Tim SAR gabungan yang dipimpin oleh Basarnas terus memperluas area pencarian, melibatkan 15 kapal penyelamat yang dikerahkan hingga Kamis (3/7/2025).
Menurut Kepala Kantor Pencarian dan Pertolongan Surabaya, Nanang Sigit, penyisiran awal dilakukan pada radius 6 nautical mile dari titik tenggelam. Namun setelah ditemukannya beberapa korban di luar area tersebut, cakupan pencarian diperluas.
“Kapal tenggelam dalam kondisi penuh. Ada kemungkinan korban masih terjebak di dalam kapal,” jelas Nanang.
Tim SAR kini fokus pada evakuasi di permukaan air, sementara upaya penyelaman disiapkan untuk memeriksa lambung kapal yang membawa 53 penumpang, 12 ABK, dan 22 kendaraan berbagai jenis.
Basarnas juga meminta dukungan dari nelayan lokal dan kapal penyeberangan rute Ketapang–Gilimanuk untuk turut serta mengamati keberadaan korban di sekitar lokasi kejadian.
“Lalu lintas Selat Bali sangat padat. Kami minta semua yang melintas untuk melaporkan jika melihat tanda-tanda korban,” tegasnya.
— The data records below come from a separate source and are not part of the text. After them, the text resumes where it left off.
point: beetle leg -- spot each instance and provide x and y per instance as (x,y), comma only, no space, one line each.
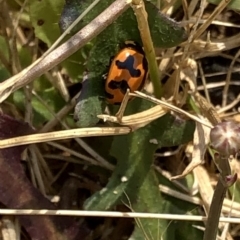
(123,106)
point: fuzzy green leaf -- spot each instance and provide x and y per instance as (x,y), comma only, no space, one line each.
(134,153)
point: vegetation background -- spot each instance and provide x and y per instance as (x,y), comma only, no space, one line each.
(196,47)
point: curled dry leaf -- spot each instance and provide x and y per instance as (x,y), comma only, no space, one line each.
(200,141)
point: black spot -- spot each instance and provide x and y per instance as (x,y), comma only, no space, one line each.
(40,22)
(122,85)
(109,96)
(128,64)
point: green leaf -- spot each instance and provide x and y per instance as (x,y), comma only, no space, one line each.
(134,153)
(165,33)
(44,16)
(150,200)
(234,4)
(89,105)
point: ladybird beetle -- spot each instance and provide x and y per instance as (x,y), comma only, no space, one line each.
(128,69)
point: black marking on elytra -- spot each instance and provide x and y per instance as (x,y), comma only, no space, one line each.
(121,85)
(109,96)
(128,64)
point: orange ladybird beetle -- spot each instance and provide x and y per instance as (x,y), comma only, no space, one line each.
(128,69)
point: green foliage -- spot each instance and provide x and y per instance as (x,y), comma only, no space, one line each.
(134,153)
(165,33)
(133,182)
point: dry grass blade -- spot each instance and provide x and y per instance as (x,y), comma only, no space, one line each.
(60,135)
(64,51)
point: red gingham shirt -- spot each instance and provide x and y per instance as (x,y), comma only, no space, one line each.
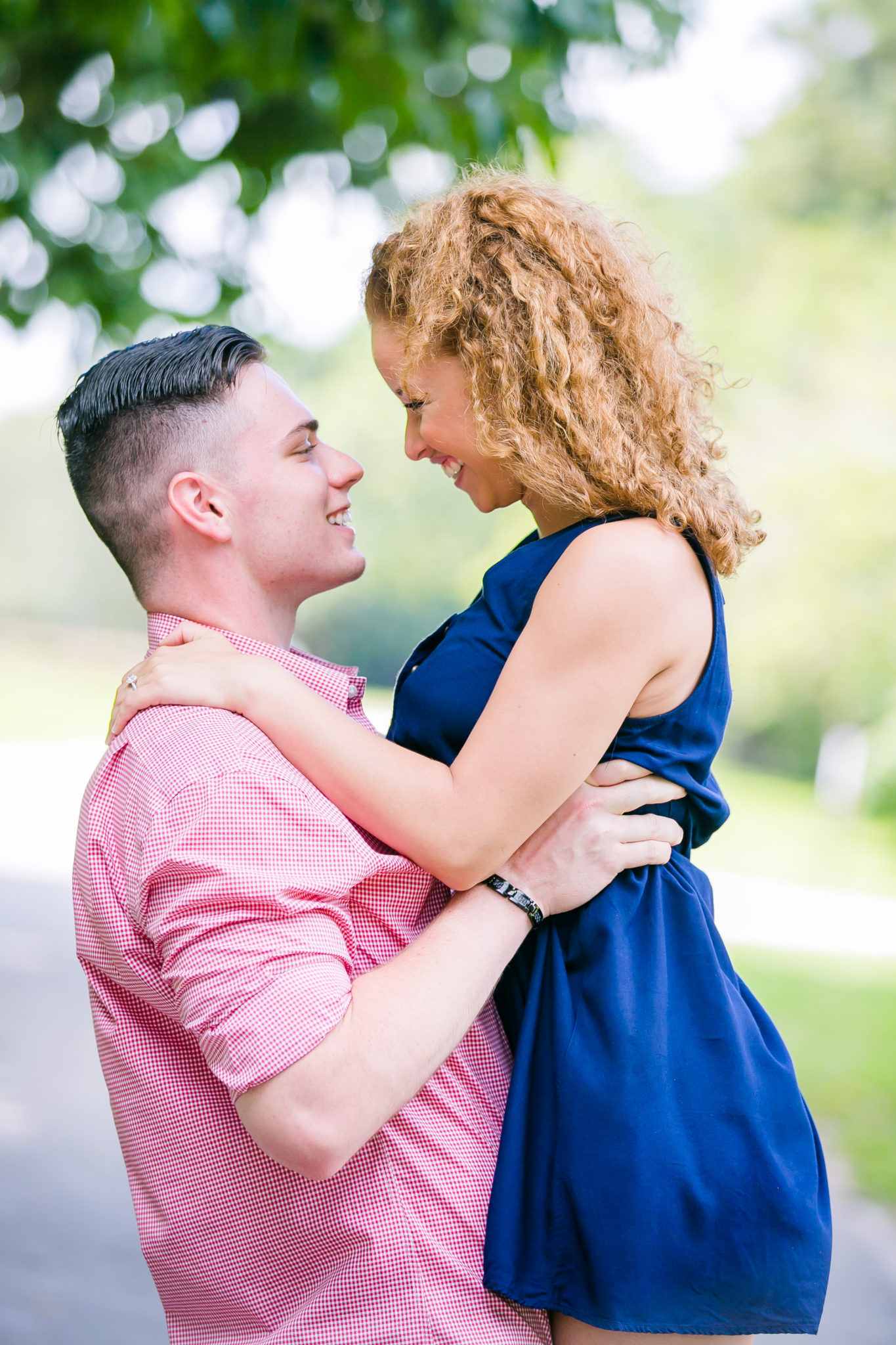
(223,907)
Data sementara mencatat 23 korban berhasil diselamatkan dan 4 orang ditemukan meninggal dunia. Proses evakuasi akan terus dilakukan hingga seluruh penumpang ditemukan.
Cuaca Buruk Diduga Jadi Pemicu
Brigjen Trunoyudo Wisnu Andiko, Karo Penmas Divisi Humas Polri, menyebut bahwa faktor cuaca buruk menjadi penyebab utama tenggelamnya kapal tersebut. Saat kejadian, gelombang laut mencapai 2,5 meter dan kecepatan arus laut dua meter per detik, disertai angin hingga 9 knot.